Second, it has been known for several decades that infections (in particularly pneumonia and influenza)22,23,48 are associated with myocardial infarction. The high prevalence of infection (almost 20%) especially in patients with subacute ST suggests that infection plays an important role in the pathogenesis of subacute ST. Better surveillance and management strategies in order to timely identify the first symptoms of infection in hospitalised patients with a recently implanted coronary stent and strict compliance with current standards for the prevention followed by prompt antibiotic treatment of infections may aid in prevention.
The results of our study should be interpreted in the light of the following limitations. First, the substantial period of time between the ST and the patient interview makes this population susceptible to information and recall bias. This may have resulted in both an underestimation as well as an overestimation of the prevalence of some triggering mechanisms (in particular vigorous exercise and emotional stress). However, this cannot explain the high prevalence of triggers found in this study. Moreover, exceptional activities or emotions in the hours preceding the catastrophic event of a ST are easy to remember. In addition, well-documented markers of infection and positive cultures as well as the reported time of performance of the emergent PCI for ST are not subjected to these forms of bias.
Second, the retrospective character of our study did not allow a case-crossover study design (cases serve as their own controls and therefore the design eliminates confounding by stable individual characteristics) because a detailed memory of the daily activities on just an ordinary day in the past (control-day) or a broader period of time is often not very clear. Due to the absence of this control group, a comparison with the prevalence of triggers in an average PCI-cohort cannot be made. Nonetheless, our data reveal a relatively high prevalence of triggering mechanisms in patients with ST as compared to the prevalence of similar triggering mechanisms in myocardial infarction (vigorous physical exercise: 3.8% to 10%16,28,33,46,49, any emotional stress: 4.4% - 6.8%26,28,49)
To overcome the aforementioned important limitations, very strict criteria were used to assign the presence of an exercise or emotional trigger.

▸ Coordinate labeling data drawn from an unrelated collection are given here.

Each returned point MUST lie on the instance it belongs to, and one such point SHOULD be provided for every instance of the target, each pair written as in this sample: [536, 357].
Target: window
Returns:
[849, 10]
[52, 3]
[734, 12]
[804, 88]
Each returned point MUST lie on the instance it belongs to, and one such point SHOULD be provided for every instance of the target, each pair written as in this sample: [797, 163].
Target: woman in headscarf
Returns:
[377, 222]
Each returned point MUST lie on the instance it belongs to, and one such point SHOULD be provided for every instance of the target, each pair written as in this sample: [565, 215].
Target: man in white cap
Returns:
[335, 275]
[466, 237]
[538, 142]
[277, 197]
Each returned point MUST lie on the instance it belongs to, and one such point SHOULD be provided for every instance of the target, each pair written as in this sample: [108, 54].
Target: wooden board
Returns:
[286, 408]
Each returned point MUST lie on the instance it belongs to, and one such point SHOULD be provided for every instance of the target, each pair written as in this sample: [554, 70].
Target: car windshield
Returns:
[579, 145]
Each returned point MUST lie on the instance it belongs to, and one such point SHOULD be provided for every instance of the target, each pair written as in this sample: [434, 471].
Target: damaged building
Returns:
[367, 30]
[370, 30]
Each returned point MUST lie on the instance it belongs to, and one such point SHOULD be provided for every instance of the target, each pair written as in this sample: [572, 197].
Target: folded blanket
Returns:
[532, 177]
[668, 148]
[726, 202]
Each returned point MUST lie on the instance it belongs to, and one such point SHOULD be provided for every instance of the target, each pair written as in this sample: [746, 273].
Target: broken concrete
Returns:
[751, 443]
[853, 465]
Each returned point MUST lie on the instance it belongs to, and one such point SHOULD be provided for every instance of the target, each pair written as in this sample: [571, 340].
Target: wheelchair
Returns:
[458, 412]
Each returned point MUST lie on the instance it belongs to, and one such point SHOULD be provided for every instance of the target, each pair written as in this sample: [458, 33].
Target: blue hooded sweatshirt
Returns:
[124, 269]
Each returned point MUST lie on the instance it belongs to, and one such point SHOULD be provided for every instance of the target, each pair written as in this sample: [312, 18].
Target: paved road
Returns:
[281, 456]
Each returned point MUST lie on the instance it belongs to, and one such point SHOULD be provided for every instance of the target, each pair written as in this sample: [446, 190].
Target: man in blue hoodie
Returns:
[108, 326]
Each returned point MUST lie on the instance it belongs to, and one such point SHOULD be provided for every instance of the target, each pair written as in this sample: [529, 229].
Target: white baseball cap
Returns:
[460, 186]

In addition, the interview was always started with an open question. Moreover, well-standardised reference charts and questionnaires from the field of sports medicine and psychology were used.
In conclusion, triggering mechanisms such as time of the day, physical exertion, emotional stress and infection may play an important role in a considerable number of patients presenting with ST. The prevalence of these triggering mechanisms is particularly high in patients with late and very late ST.
The present study was presented as an oral session during the American Heart Association Scientific Sessions in New Orleans (US) on November 11th 2008.
The sponsor, Sanofi Aventis, had no role in the design and conduct of the study; in the collection, management, analysis, and interpretation of the data, or in the preparation, review, or approval of the manuscript.